UFC Que Choisir de Nancy et environs

1891 - Les chaussures des militaires

A Messieurs les Maires du département.

Nancy, le 3 novembre 1891.

Messieurs,

J'ai l'honneur de vous adresser ci-après copie d'une notice descriptive de la chaussure dont les réservistes et les territoriaux devraient être pourvus lors de leur appel sous les drapeaux.

Un exemplaire de cette notice vous est adressé sous forme d'affiche par mes soins avec le présent numéro.

Vous voudrez bien prendre les dispositions nécessaires pour qu'elle soit placardée de manière à pouvoir être facilement consultée par les intéressés, tout en étant préservée des détériorations.

Agréez, Messieurs, l' assurance de ma considération très distinguée.

Le Préfet, Léon STEHELIN.

MINISTÈRE DE LA GUERRE.

Avis relatif à la chaussure concernant les hommes de la réserve et de l'armée territoriale affectés aux troupes à pied.

Il y aurait tout intérêt pour les hommes de la réserve et de l'armée territoriale affectés aux troupes à pied à arriver au corps, soit pour les périodes d'instruction, soit en cas de mobilisation, avec des chaussures faites à leurs pieds, établies dans de bonnes conditions et se rapprochant, autant que possible, du modèle de brodequin en usage dans l'armée.
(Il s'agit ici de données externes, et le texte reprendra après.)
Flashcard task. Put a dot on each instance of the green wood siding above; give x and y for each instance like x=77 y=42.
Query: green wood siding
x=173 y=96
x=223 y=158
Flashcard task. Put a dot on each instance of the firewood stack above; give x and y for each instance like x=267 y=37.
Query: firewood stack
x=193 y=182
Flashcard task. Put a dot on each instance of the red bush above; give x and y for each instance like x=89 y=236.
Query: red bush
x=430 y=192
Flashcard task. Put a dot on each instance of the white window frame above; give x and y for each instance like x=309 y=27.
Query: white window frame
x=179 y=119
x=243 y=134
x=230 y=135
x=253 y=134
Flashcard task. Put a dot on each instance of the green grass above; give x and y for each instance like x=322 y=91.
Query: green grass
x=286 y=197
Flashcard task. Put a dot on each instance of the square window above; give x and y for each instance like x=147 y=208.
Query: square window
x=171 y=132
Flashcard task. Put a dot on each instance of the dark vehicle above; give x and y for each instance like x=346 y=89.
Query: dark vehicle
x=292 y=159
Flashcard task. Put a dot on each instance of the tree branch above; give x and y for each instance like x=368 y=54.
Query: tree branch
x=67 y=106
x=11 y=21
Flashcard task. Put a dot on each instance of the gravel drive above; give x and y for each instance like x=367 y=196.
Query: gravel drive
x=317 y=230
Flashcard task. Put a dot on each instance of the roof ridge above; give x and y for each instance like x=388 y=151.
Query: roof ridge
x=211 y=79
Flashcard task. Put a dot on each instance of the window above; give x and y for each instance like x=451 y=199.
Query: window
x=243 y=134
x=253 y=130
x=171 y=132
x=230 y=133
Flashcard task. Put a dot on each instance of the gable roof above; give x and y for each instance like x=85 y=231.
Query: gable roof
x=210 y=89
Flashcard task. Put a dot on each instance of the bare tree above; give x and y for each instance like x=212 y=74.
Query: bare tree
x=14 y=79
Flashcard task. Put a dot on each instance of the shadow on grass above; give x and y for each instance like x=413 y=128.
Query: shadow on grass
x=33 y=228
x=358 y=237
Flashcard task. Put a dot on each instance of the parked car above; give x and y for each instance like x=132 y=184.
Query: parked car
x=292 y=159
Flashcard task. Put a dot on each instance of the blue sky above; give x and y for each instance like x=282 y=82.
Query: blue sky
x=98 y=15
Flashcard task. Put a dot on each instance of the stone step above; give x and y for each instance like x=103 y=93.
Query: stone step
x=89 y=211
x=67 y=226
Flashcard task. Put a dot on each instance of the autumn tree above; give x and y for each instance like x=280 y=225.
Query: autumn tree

Ces chaussures, dont ils se serviraient de temps à autre, permettraient aux hommes rappelés de supporter, dès leur arrivée, les fatigues d'une marche dans des conditions aussi avantageuses que leurs camarades de l'armée active, pour lesquels les mêmes précautions sont prises.

Les réservistes et territoriaux éviteraient ainsi, en arrivant au corps avec des chaussures solides, bien façonnées à leurs pieds, d'être obligés de se servir des brodequins entièrement neufs qu'on leur distribuerait, et avec lesquels ils risqueraient, non seulement de se fatiguer davantage, mais surtout de se blesser. LES CHAUSSURES AINSI APPORTÉES SERONT REMBOURSÉES A LEURS PROPRIÉTAIRES EN CAS DE MOBILISATION.

La notice ci-dessous indique les conditions générales que doit remplir un bon brodequin.

Conditions générales que DOIT REMPLIR UN BON BRODEQUIN.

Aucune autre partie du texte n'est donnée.